A mutual fund is a trust that pools the savings of a number of investors with common financial goals. The collected money is invested in various instruments like debentures, shares, etc. The income generated from these instruments and the capital appreciation is shared by the investors in proportion to the number of units owned by them.
INCEPTION
The concept of mutual funds was introduced in India with the formation of Unit Trust of India in 1963. The first scheme launched by UTI was the now infamous Unit Scheme 64 in 1964. UTI continued to be the sole mutual fund until 1987, when some public sector banks and Life Insurance Corporation of India and General Insurance Corporation of India set up mutual funds. It was only in 1993 that private players were allowed to open shops in the country. Today, more than 33 mutual funds are operating under hundreds of schemes.
SHORT HISTORY
The government of India set up Unit Trust of India in 1963 by an act on parliament. UTI functioned under the regulatory and administrative control of the Reserve Bank of India till 1978. The Industrial Development Bank of India took over the regulatory and administrative control that year. The first scheme launched by UTI was Unit Scheme 1964. The second phase of the mutual fund industry began with the public sector banks and Life Insurance Corporation of India and General Insurance Corporation of India setting up their own mutual funds in 1987. Finally, in 1993 Kothari Pioneer (now merged with Franklin Templeton) became the first private sector mutual fund to start operations in the country. A host of private sector as well as foreign funds set up shop after that. In 1996, a comprehensive and revised Mutual Fund regulation was put in place. The industry now functions under SEBI (Mutual Fund) regulations, 1996.
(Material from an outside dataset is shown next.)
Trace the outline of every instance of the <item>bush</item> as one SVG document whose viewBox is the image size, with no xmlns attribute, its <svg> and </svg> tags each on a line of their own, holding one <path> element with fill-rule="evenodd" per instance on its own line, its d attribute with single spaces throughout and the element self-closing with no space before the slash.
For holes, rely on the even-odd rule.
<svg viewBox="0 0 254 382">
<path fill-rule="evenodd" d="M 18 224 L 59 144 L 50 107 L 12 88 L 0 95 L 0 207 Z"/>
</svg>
The industry faced its toughest challenge when the US 64 fiasco shattered the confidence of investors. However, in 2003, the government bifurcated the erstwhile UTI. One entity manages the assets of US 64 and some assured return schemes. The other is a regular mutual fund working under the SEBI regulations. Thanks to the boom in the stock market, UTI managed to clean up its act and continue to enjoy the confidence of crores investors. The whole industry also came out of the controversy without any major setbacks.
CONCEPTION AND PERFORMANCE
The industry has steadily grown over the decade. For example, before the public sector mutual fund’s entry, UTI was managing around Rs. 6,700 crore on its own. Public sector mutual funds also helped accelerate the growth of assets under management. UTI and its public sector counterparts were managing around Rs. 47,000 crore when Kothari Pioneer, the first private sector mutual fund, set up shop in 1993. Before the US 64 fiasco, there were 33 mutual funds. The UTI was way ahead of other mutual funds. The industry overall has performed well over the years. Of course, there were a few funds houses, which disappointed investors. However, overall performance has been good. However, lack of awareness still impedes the growth of the mutual fund industry. Unlike developed countries, most of the household savings still go to bank deposits in India.
WORKING OF MUTUAL FUNDS
A mutual fund is set up by a sponsor. However, the sponsor cannot run the fund directly. He has to set up two arms—a trust and Asset Management Company. The trust is expected to assure fair business practice, while the AMC manages the money. All mutual funds except UTI functions under SEBI (Mutual Fund) regulations 1996.
The mutual fund collects money directly or through brokers from investors. The money is invested in various instruments depending on the objective of the scheme. The income generated by selling securities or capital appreciation of these securities is passed on to the investors in proportion to their investment in the scheme. The investments are divided into units and the value of the units will be reflected in Net Asset Value (NAV) of the unit. NAV is the market value of the assets of the scheme minus its liabilities. The per unit NAV is the net asset value of the scheme divided by the number of units outstanding on the valuation date. Mutual fund companies provide daily net asset value of their schemes to their investors. NAV is important, as it will determine the price at which you buy or redeem the units of a scheme. Depending on the load structure of the scheme, you have to pay entry or exit load.